They could never seem to work out whether I was there for propaganda purposes, just providing a printing service or whether I should be proactive. It's the standard dilemma of institutional publishing.

In this case, I didn't have the resources to do anything at all. Money spent on training does get cut back during a recession, and this charity was continually struggling.

I thought I'd achieved a breakthrough when I was invited to present a strategic plan to the board. Everybody listened, some even asked a few questions, and I actually seemed to have got through to them. The decision was made to go ahead . . . but it still wasn't implemented. There was a brief ray of hope when a new director joined, and I managed to get a meeting with her.

It turned out that she wasn't interested in any of the joint ventures I was proposing. However, she did respond when I offered a management buy-out of the publishing division.

It was completely unrehearsed, but to my shock she agreed and asked me for a formal proposal.

So, after my having discovered I was profoundly unsuited to institutional life, a management buy-out is what I did: not of the whole division, but of part of its list. I started out with just 22 titles.

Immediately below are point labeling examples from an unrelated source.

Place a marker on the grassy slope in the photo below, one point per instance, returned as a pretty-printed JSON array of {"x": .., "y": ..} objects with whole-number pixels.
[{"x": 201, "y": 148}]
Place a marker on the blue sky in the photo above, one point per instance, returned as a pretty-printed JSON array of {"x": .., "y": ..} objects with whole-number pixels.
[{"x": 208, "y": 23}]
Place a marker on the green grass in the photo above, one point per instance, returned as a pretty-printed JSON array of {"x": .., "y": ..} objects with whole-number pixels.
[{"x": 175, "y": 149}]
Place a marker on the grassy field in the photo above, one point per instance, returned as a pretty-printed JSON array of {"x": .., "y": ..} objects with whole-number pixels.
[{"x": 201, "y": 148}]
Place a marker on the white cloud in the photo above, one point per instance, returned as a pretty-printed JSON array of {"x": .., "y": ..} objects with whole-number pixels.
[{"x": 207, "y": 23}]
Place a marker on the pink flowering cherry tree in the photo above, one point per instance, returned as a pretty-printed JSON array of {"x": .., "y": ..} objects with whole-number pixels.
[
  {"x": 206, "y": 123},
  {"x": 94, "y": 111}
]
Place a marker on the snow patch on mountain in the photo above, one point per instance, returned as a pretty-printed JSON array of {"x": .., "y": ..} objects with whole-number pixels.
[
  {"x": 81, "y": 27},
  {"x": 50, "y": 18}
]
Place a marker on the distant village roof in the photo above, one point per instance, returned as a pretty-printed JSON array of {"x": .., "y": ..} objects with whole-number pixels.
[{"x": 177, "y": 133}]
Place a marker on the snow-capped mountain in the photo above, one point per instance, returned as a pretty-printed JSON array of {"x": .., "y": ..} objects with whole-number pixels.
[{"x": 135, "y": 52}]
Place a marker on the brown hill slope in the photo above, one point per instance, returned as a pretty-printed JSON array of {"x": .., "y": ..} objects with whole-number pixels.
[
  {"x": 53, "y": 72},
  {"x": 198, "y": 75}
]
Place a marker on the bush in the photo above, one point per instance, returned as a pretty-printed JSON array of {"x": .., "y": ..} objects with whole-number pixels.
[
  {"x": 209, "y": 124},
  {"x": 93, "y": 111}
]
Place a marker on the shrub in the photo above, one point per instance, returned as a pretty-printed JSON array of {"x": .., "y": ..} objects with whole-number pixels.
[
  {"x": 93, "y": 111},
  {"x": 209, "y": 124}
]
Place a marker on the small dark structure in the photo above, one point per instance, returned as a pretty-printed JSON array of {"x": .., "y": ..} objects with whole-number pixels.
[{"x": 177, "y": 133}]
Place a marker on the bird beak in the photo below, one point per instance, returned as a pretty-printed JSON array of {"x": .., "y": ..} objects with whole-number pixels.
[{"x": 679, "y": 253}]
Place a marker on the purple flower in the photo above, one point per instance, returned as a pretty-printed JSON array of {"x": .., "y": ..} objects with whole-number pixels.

I don't think I would have had the confidence - or arrogance - to march around the City and say: 'I'm brilliant, give me your money.' However, due to a death in the family, I had a small amount to play with.

I emerged in February 1992 with this embryo of a publishing company. I began working from home the following Monday, and have since gone on to publish another 40 books, several of them blockbusters.

I had gone from the world's biggest publisher to the world's most obscure, but now I have found my niche as the publisher of international business books.

Looking back, I find it bizarre that it took a crisis to force me to do what I am so happy doing today.